Philippa Larkin|Published

Unitrans completed a major organisational redesign in November 2024

Image: File

KAP, the group with industrial, chemical and logistics divisions, on Tuesday warned that it expects lower earnings for 2025 amid challenging trading conditions.

Earnings per share (eps) is expected to decrease by more than 30% for 2025, which is a decrease of at least 13.1 cents per share from  43.8 cents the prior comparative period. Headline earnings per share (heps) is expected to decrease by more than 30% for 2025, which is a decrease of at least 13.6 cents per share, when compared to the heps of 45.3 cents for the year ended June 30, 2024.
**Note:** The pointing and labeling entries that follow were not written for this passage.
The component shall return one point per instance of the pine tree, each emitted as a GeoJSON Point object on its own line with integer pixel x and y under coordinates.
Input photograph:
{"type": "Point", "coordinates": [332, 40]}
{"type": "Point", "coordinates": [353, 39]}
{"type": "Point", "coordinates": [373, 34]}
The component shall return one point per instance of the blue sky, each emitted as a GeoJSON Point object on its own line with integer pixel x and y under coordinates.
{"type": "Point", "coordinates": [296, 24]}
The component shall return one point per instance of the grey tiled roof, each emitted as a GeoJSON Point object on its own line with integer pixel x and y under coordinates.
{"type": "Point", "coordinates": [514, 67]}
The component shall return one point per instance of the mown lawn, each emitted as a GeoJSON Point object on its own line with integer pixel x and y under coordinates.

In an update guidance on the company’s operational performance for 11 months of the 2025 financial year up to May 31, 2025, compared with the prior comparative period, KAP said trading conditions have remained challenging, with sentiment further dampened by the uncertainty created by the delay in the approval of the national budget, the resultant instability of the Government of National Unity and the potential negative effects of the US's tariff war. Additionally, April was a particularly weak month due to the limited trading days.

In this context, the group delivered a modest growth in revenue, a reduction in Ebitda, a decline in operating profit and meaningfully lower earnings during the period.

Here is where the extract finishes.